Others include Art Spiegelman’s “Maus: A Survivor’s Tale” about a Polish Jew’s struggle to survive the Holocaust; Marjane Satrapi’s “Persepolis,” a graphic novel about a girl growing up during the Iranian revolution; and Joe Sacco’s “Safe Area Gorazde” about a cross-section of Bosniaks who are trapped in Gorazde during the wars in the former Yugoslavia.
In her book, Gladstone challenges the idea that the media is an “influencing machine” -- an external device that controls our behavior and poisons our culture. The media, she says, isn’t a machine, but a mirror.
"The media as an institution is a mirror that reflects the world. The 'ripples' in that reflection are caused by politics and technology," Gladstone said. "This book is focused on those ripples -- on historical cycles and on they way humans are wired to accept or reject information."
Neufeld said he was skeptical when Gladstone first told him about her idea for the book. But he realized early on that she had an appreciation for graphic novels and had thought a lot about how to tell the story through words and illustrations.
"I didn't see the immediate connection between using comics to talk about a lot of these things," Neufeld said. "But Brooke really pulled it off; she had a concept before I drew a single line."

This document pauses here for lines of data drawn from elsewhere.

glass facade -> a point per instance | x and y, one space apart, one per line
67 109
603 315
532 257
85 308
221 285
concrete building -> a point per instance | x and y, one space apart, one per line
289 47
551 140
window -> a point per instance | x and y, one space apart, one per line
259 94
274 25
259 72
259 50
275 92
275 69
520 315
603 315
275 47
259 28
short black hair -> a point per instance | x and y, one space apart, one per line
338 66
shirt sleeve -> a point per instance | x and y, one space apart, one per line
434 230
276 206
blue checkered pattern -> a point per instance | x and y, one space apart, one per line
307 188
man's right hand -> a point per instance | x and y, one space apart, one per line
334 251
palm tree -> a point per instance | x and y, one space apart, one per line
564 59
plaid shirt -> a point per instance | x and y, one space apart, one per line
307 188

Gladstone's decision to create a graphic novel with Neufeld is a reminder that just because we're used to telling stories a certain way doesn't mean we have to stick to the medium we know best. When we challenge ourselves to creatively adopt new forms of storytelling and reinvent old ones in collaboration with others, we sometimes surprise ourselves with the results.
“I wanted to see how well I could adapt the [graphic novel] form to present more abstract ideas," Gladstone said. "It was hard, at least for me -- a comics novice -- to come up with those visual ideas, but it was a thrilling enterprise. And I really think it worked."